The bench, as it stands.

Prototype geometry
Fig. 19

Prototype geometry, sketched.

The end-terminated product.

In a glance, the end-terminated product should be: N channels, active, each with DSP capabilities. Hopefully 512 to 1024 taps. This will be a very fun way to share how we advance on this project.

End-terminated product shape
Fig. 20

The end-terminated product — N channels, DSP per channel, 512–1024 taps, massive FIR loading capability.

Small and big steps to come.

1. Make my 8-channel unit work — a simple line column for research. Capable of stereo out of a central unit plus passive reflectors. Only needs the transducers; the processor for multi-FIR loading is already here.

2. Build a 20-channel unit — the Digital Horn itself. Transducers, processor, amp with FIR capability.

3. Having our own DSP program with an embedded pocket-Direct software to create the beams visually. This pocket Direct is the main matrix where we calculate the FIRs that go to each channel.

4. Final user interface and product finish, aesthetical.

Plus: adding the new impressive DSL summation approaches by Tom. I am sending, this week, the in-Direct tool for creating Digital Horns out of real models — including the one made of SH25s you asked for.

1 month · 5 months · 8 months · 12 months to first real Digital Horn.
— rough timeline, arbitrary

Model proposals.

Model DHR01. 20 channels. Speech only. Control from 400 Hz to 2 kHz. 20 × 4" drivers.

Model DHR02. 40 channels.
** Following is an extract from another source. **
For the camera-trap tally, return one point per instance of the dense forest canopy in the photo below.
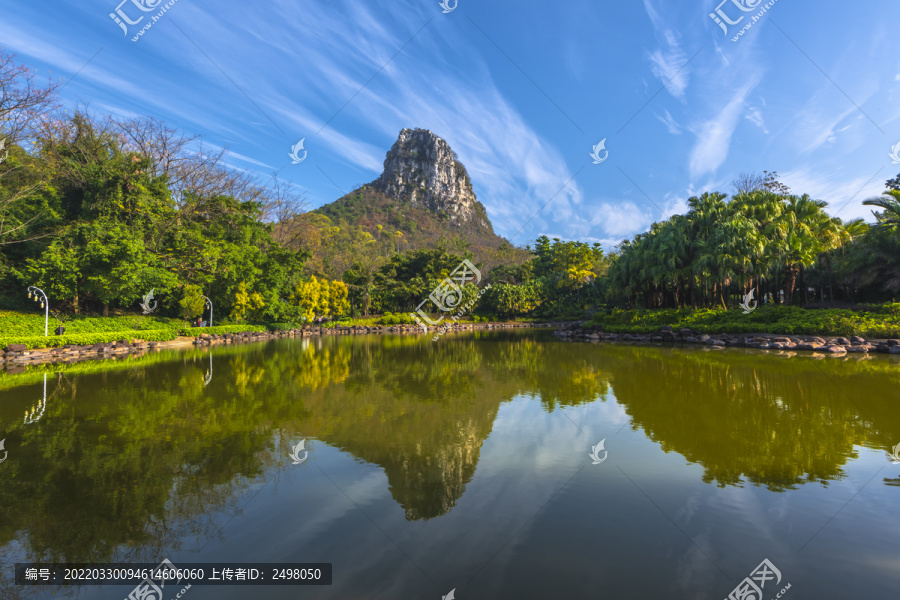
(98, 210)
Speech only. Control from 400 Hz to 10 kHz. 20 × 3" + 20 × 1". Scalable up to four units.

Scalable DHR02, 1 unit
Fig. 21

DHR02 — two-way, mids and highs arranged so that four units can be summed while keeping the lambda separation constant.

Two units combined
Fig. 22

Two units combined. Spacing preserved. +6 dB of power.

Four units combined
Fig. 23

Four units combined. Spacing preserved. +12 dB of power and better control of lows.

These are the Digital Horn diaries, for the Danley Sound Labs team. Already playing and testing stuff. All good, all perfect our new DSP capabilities on FIRs.